The emphasis placed on mitral atresia, nonetheless, is pertinent when questions are raised as to whether the syndrome is, indeed, an acquired disease of fetal life. Specifically “this argument cannot be true for all variants of HLHS, because, in some cases, mitral atresia occurs early in development, with a nearly absent left ventricular chamber.” ¹ The type of atresia that occurs early in life is due to absence of the atrioventricular connection. When found in the setting of the intact ventricular septum, the atresia was shown to be due to obliteration of the initially patent left atrioventricular connection. ⁸ Our own observations now support this viewpoint (Figure 1C).

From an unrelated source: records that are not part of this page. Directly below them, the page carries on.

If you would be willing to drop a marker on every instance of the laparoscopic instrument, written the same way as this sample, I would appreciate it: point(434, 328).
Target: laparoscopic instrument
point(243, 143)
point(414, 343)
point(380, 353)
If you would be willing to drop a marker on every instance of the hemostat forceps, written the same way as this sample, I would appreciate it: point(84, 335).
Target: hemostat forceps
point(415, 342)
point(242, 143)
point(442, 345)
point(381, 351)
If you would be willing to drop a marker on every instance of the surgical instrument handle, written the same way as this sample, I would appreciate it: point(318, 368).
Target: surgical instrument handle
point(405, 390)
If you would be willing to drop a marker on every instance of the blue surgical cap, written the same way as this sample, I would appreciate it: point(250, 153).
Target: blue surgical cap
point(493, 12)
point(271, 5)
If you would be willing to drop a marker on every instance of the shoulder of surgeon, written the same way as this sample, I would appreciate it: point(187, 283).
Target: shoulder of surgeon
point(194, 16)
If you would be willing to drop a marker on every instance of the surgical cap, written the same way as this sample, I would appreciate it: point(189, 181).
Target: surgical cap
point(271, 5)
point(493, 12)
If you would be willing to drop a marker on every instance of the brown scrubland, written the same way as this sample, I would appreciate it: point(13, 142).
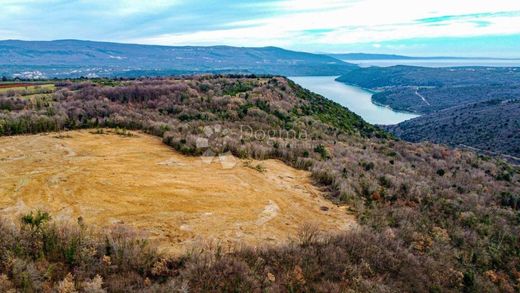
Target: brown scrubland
point(431, 218)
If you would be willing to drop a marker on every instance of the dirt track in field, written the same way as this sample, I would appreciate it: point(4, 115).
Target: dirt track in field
point(177, 200)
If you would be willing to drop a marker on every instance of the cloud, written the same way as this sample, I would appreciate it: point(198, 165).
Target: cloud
point(297, 24)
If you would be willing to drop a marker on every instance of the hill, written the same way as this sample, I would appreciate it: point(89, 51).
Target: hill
point(74, 58)
point(492, 126)
point(422, 208)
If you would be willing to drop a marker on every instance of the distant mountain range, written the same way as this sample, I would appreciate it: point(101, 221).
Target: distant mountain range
point(365, 56)
point(74, 58)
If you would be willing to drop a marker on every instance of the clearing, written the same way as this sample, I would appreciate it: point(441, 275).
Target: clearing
point(180, 201)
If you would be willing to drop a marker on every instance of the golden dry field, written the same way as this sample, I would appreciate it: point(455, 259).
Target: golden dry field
point(179, 201)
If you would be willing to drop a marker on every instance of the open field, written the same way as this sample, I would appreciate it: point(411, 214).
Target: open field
point(180, 201)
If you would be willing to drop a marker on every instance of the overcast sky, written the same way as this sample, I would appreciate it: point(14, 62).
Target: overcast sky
point(418, 27)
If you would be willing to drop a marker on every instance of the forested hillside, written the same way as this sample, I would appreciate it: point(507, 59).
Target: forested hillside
point(432, 218)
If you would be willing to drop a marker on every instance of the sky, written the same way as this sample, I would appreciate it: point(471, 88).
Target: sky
point(468, 28)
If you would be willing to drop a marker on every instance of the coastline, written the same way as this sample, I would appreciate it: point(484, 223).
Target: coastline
point(372, 91)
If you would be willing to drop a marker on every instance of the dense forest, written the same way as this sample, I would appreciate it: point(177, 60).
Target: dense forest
point(432, 218)
point(461, 104)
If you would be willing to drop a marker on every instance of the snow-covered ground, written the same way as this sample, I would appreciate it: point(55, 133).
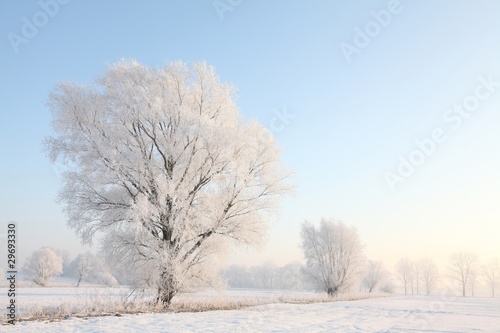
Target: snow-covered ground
point(388, 314)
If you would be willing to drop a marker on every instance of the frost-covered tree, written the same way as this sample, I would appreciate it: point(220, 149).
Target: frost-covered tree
point(160, 161)
point(42, 265)
point(333, 253)
point(429, 274)
point(82, 266)
point(491, 272)
point(461, 268)
point(374, 274)
point(404, 270)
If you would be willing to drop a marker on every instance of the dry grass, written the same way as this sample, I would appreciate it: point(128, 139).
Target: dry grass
point(107, 304)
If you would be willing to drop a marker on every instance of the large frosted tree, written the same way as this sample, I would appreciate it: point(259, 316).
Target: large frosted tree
point(160, 162)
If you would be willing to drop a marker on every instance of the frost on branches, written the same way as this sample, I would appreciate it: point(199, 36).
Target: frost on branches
point(161, 162)
point(333, 253)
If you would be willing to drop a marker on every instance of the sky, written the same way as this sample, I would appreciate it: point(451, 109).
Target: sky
point(387, 111)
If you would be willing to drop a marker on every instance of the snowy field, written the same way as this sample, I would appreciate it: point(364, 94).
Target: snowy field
point(388, 314)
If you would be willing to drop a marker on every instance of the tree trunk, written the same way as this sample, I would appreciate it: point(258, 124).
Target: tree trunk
point(166, 289)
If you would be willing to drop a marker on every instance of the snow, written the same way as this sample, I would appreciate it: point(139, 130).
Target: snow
point(388, 314)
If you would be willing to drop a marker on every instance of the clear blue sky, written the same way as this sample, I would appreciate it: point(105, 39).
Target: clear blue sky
point(354, 116)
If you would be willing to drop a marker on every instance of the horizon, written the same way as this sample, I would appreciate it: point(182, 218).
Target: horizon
point(390, 122)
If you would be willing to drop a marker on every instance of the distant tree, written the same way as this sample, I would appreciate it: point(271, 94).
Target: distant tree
point(461, 268)
point(375, 273)
point(404, 269)
point(88, 267)
point(333, 253)
point(416, 275)
point(474, 276)
point(83, 266)
point(161, 162)
point(429, 273)
point(42, 265)
point(291, 276)
point(491, 272)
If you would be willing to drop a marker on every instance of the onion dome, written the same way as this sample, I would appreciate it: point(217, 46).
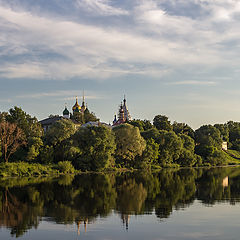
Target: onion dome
point(76, 107)
point(65, 112)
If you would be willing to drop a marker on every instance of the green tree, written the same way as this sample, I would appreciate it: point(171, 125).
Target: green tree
point(11, 138)
point(143, 125)
point(89, 117)
point(161, 122)
point(31, 129)
point(97, 146)
point(59, 131)
point(183, 128)
point(170, 147)
point(129, 144)
point(149, 156)
point(224, 131)
point(209, 141)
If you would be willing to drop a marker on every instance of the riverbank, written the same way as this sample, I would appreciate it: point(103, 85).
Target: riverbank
point(23, 169)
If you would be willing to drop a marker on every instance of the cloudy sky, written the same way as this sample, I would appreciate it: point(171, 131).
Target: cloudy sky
point(179, 58)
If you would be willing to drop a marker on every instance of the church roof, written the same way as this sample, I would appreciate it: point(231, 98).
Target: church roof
point(65, 112)
point(76, 107)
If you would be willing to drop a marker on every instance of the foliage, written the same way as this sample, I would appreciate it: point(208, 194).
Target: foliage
point(96, 148)
point(129, 144)
point(161, 122)
point(65, 167)
point(150, 155)
point(59, 131)
point(143, 125)
point(11, 138)
point(170, 147)
point(183, 128)
point(20, 169)
point(31, 129)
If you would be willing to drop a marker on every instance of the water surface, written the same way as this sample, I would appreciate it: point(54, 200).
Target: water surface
point(171, 204)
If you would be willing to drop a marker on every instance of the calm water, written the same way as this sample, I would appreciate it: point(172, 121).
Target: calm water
point(185, 204)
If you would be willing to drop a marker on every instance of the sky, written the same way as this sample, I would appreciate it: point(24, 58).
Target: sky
point(178, 58)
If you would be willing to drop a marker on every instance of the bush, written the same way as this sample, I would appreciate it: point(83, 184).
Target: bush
point(65, 167)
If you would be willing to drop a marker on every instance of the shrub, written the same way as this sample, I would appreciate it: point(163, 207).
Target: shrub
point(65, 167)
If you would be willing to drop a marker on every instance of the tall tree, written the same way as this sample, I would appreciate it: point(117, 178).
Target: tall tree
point(11, 138)
point(161, 122)
point(96, 148)
point(129, 144)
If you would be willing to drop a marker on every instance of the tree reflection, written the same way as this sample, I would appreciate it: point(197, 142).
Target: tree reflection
point(81, 199)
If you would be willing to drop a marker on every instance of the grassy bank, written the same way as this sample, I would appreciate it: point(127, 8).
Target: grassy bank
point(23, 169)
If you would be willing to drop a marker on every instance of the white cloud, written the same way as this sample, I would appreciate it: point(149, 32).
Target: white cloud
point(171, 42)
point(101, 7)
point(64, 94)
point(193, 82)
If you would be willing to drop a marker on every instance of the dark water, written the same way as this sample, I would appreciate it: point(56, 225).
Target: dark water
point(184, 204)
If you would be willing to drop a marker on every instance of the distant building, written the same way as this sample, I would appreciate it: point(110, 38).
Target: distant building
point(47, 123)
point(123, 114)
point(225, 182)
point(224, 146)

And as we have emphasized, the evidence now exists to show that reduction of flow through the mitral valve can induce the spectrum in the setting of an intact ventricular septum.^2,3 A reason for including mitral atresia with patent aortic root, however, according to our colleagues, is because the lesion “is treated with the same interventions as other subtypes of HLHS.” ¹ We would direct them to the statement made by Tchervenkov and colleagues that “one cannot define anatomy, morphology, and nomenclature of a cardiac phenotype by the type of treatment used, as treatment may evolve over time.” ⁴ There is, of course, nothing wrong with changing one's mind. When confronted with the evidence substantiating the need for change, we have changed our own opinions on several occasions. We are ready to change yet again when presented with evidence, as opposed to opinion, that hearts with deficient ventricular septation should be included within the hypoplastic left heart syndrome.